You are viewing a plain text version of this content. The canonical link for it is here.
Posted to user@mesos.apache.org by Paul Mackles <pa...@loopr.com> on 2013/10/03 19:30:18 UTC

Re: hadoop task-trackers sticking around

Hi I went back and started from scratch with mesos-0.14.0-rc4 and
mesos-hadoop  from the trunk of  https://github.com/mesos/hadoop. While the
whole setup was definitely a lot smoother, the tasktrackers are still
sticking arounf. I traced through the code and its definitely due to this
check in JobInProgressListener.jobUpdated() from MesosScheduler.java:

if (mesosTracker.jobs.isEmpty() && mesosTracker.active)

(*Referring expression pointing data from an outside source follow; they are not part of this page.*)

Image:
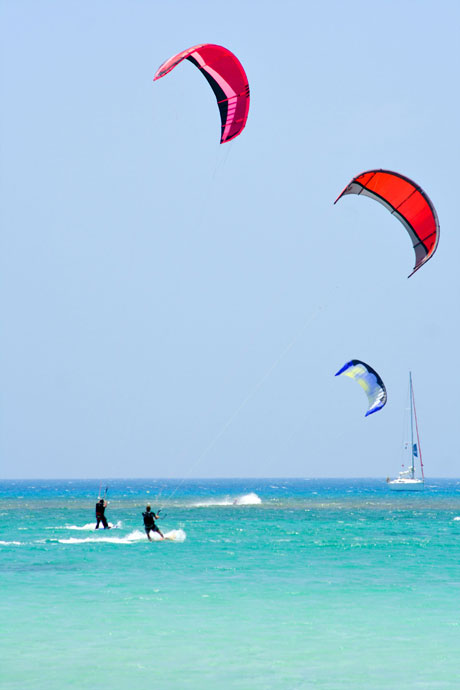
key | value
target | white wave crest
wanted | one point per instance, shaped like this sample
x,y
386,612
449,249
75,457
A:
x,y
213,502
175,535
131,538
90,526
251,499
10,543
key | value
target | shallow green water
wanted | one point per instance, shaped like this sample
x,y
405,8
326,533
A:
x,y
324,584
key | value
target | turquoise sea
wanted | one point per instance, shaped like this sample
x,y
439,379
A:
x,y
276,584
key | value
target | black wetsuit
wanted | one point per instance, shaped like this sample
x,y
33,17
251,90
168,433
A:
x,y
100,517
149,522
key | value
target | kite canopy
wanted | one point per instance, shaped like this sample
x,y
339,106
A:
x,y
369,381
408,202
227,78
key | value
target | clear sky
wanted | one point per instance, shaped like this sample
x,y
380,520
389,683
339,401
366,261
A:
x,y
171,307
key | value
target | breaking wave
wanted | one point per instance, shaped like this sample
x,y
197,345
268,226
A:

Specifically, the tracker processes never seem to enter the "active" state.
If I remove the check for the active flag, the TaskTrackers shut down as
expected when the job completes.

How does the TaskTracker get activated?

Thanks,
Paul


On Fri, Sep 27, 2013 at 6:58 AM, Paul Mackles <pa...@loopr.com> wrote:

> I see the following messages in the job-tracker logs which probably
> explain why the task-trackers are sticking around:
>
> 2013-09-27 03:39:58,808 WARN org.apache.hadoop.mapred.MesosScheduler:
> Ignoring TaskTracker: http://vm282.dev.xxx:31001 because it might not
> have sent a hearbeat
> 2013-09-27 03:39:58,808 WARN org.apache.hadoop.mapred.MesosScheduler:
> Ignoring TaskTracker: http://vm282.dev.xxx:31000 because it might not
> have sent a hearbeat
> 2013-09-27 03:39:58,809 WARN org.apache.hadoop.mapred.MesosScheduler:
> Ignoring TaskTracker: http://vm282.dev.xxx:31001 because it might not
> have sent a hearbeat
> 2013-09-27 03:39:58,809 WARN org.apache.hadoop.mapred.MesosScheduler:
> Ignoring TaskTracker: http://vm282.dev.xxx:31000 because it might not
> have sent a hearbeat
>
> The source for MesosScheduler.java that is bundled with 0.13 looks quite a
> bit different than the version that is currently on git.
>
>
>
> On Thu, Sep 26, 2013 at 11:08 PM, Paul Mackles <pa...@loopr.com> wrote:
>
>> I will dig a little further as the behavior is inconsistent. On
>> subsequent attempts I have seen the task-trackers go away with the job.
>> They always go away when I shutdown the corresponding job-tracker.
>>
>> The hadoop code I am using was included in the 0.13 tarball that I
>> downloaded from here:
>>
>> http://mirror.nexcess.net/apache/mesos/0.13.0/
>>
>> I built the jar by running hadoop/TUTORIAL.sh. I wound up integrating
>> with hadoop manually since the tutorial script didn't work correctly for
>> me. I mostly followed the instructions here:
>> https://github.com/mesos/hadoop
>>
>> At one point I tried building it from https://github.com/mesos/hadoop but
>> I had trouble getting it to build with 0.13.
>>
>> Should I be working off of a different version?
>>
>> Thanks,
>> Paul
>>
>>
>>
>> On Thu, Sep 26, 2013 at 10:34 PM, Dan Colish <dc...@urbanairship.com>wrote:
>>
>>>
>>>
>>>
>>> On Thu, Sep 26, 2013 at 6:27 PM, Paul Mackles <pa...@loopr.com> wrote:
>>>
>>>> Hi - I am using mesos 0.13 with cdh4.2.0 in pseudo-distributed mode.
>>>> While I am able to launch and run hadoop jobs through mesos successfully, I
>>>> noticed in the Mesos UI (and through 'ps') that the task-trackers launched
>>>> by mesos are sticking around long after my job is complete. Is that
>>>> expected behavior? I am thinking the answer is no since they are tying up
>>>> resources that could be used by other frameworks. On the other hand, mesos
>>>> seems to know enough to reuse them when running subsequent hadoop jobs.
>>>> Maybe there are using reservations or something by default?
>>>>
>>>>
>>> Are you using the mesos-hadoop project found here,
>>> https://github.com/mesos/hadoop? If so, you are correct that idle
>>> tasktrackers should be torn down at the end. I wonder what the cluster
>>> state when the JobInProgressListener is called with upon your job's
>>> completion. Specifically, I would look into tracing this section [1] of code
>>> * *where the task trackers job queue is checked for emptiness the
>>> tracker is checked for being active. If the tracker was never activated I
>>> think it would also be running but not killed.
>>>
>>>
>>> [1]
>>> https://github.com/mesos/hadoop/blob/master/src/main/java/org/apache/hadoop/mapred/MesosScheduler.java#L105
>>>
>>>
>>
>>
>> --
>> Thanks,
>> Paul
>>
>
>
>
> --
> Thanks,
> Paul
>



-- 
Thanks,
Paul